A review of: Singhal A, Fewtrell M, Cole TJ, Lucas A 2003 Low nutrient intake and early growth for later insulin resistance in adolescents born preterm. Lancet 361:1089–1097

According to the programming theory, the future development of chronic diseases is written in genes, but, even more, in intrauterine growth (fetal origin hypothesis) (1). Any stress in terms of postnatal accelerated growth (compared with the expected rates “proportional” to body size) would result in earlier signs (at first) and symptoms (later on) of chronic-degenerative disorders.

This hypothesis lacks complete scientific evidence in humans. Currently, we have the retrospective data from the Barker group (1) and elegant animal studies (2) but no clear evidence in humans followed from the first stages of development through the life span.

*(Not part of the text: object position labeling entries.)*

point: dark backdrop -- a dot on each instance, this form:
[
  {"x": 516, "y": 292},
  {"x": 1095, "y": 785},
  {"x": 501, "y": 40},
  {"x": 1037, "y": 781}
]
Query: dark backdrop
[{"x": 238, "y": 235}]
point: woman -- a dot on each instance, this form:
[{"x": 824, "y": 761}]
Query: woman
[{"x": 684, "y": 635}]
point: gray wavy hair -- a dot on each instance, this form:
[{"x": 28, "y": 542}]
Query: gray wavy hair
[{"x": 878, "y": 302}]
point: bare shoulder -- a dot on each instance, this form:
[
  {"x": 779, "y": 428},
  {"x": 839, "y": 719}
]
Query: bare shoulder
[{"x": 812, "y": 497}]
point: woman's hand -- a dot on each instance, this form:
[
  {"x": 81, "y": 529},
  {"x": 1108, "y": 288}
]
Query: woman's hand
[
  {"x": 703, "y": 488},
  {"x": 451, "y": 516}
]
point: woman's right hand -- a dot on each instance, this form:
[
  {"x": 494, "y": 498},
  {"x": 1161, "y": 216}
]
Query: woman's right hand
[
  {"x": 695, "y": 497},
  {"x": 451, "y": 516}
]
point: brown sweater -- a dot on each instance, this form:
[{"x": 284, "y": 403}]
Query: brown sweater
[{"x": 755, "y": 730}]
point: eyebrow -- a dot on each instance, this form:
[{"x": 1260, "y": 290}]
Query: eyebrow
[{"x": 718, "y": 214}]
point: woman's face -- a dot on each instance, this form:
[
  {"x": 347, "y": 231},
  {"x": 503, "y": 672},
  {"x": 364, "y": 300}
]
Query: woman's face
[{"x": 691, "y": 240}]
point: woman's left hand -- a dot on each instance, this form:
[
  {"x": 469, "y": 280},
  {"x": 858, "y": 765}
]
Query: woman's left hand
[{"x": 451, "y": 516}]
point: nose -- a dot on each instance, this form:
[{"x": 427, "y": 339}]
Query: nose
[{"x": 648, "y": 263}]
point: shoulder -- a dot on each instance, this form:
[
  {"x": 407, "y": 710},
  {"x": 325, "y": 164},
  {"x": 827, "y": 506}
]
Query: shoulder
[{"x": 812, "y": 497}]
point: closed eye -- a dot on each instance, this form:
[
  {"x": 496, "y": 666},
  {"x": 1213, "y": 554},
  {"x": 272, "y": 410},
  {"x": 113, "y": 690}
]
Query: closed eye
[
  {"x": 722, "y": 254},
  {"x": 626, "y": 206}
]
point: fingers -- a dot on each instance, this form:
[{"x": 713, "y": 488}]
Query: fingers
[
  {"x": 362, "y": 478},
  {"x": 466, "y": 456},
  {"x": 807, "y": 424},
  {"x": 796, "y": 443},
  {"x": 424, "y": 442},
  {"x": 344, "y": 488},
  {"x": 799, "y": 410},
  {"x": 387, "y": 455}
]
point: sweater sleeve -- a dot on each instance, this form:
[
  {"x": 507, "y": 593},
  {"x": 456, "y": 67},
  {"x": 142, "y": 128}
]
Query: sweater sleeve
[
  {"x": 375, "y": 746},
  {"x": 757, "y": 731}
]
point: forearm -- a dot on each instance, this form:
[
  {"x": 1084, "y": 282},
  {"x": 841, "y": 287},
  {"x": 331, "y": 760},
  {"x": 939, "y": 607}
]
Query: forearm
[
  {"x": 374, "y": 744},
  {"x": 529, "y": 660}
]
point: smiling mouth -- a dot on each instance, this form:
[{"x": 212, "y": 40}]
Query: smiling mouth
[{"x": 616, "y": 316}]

The study on preterms by Lucas' group gives us for the first time human evidence that lower nutrient intakes, and the consequent slower growth rates in postnatal life, might favorably program healthy outcomes in later life (3). One hundred and ten preterm infants were randomized to receive a lower nutrient diet (expressed banked/fresh human milk or a standard formula) and 106 preterm infants were fed a nutrient enriched diet (higher in energy, protein and micronutrients). The diets were continued until the infants weighed 2000 grams or were discharged from hospital. At adolescence (13–16 years), those subjects who had received a lower nutrient diet had 20% lower fasting 32–33 split proinsulin concentrations (a marker of insulin resistance) than did subjects who had received a nutrient enriched diet. Even more intriguing, fasting 32–33 split proinsulin concentrations were associated with greater weight gain in the first two weeks of life,independent of any clinical and/or demographic confounder and irrespective of whether the growth of the fetus was impaired.

Thus, we now have a randomized trial showing that relative undernutrition in early life could have positive effects, in contrast to the less favorable outcome observed in the case of diets associated with early rapid growth. The crucial window appears to be the first two weeks of life, a slightly longer period than standard antibiotic therapy. Should we refer to dietary components as “drug-like” compounds, able to act upon hormones, growth factors and intermediate metabolites so as to influence health outcomes years and years later? And should we be prepared to accept the idea of nutritional predestination leaving us such a narrow time frame to interpret and understand the most advantageous dietary supply for each infant according to his/her condition at birth? The present results suggest a “reinterpretation” of the Barker fetal origin hypothesis of adult disease as primarily an immediate postnatal event.

The randomized trial was limited to preterms. Indeed, what happens to term infants? The paper includes a third reference group of adolescents who were born at term and who were found to have fasting 32–33 split proinsulin concentrations similar to the nutrient enriched group. We do not know how the group born at term had been nourished, but it is possible that most of them were formula fed, since breastfeeding rates in United Kingdom are the lowest in Europe (4). The protein and energy supply of breastfed infants is lower than in formula-fed counterparts in the first days of life, as shown by a more limited insulin secretion (5). Accordingly, it is tempting to speculate that early postnatal programming could have long-term favorable effects. Indeed, breastfeeding is negatively associated with overweight and obesity in adolescence; the longer breastfeeding occurs, the greater the prevention of obesity in later years (6).

So, between too little (mildly undernourished) and too much (enriched formula), the gold standard may still be the metabolic model of the term, breastfed baby.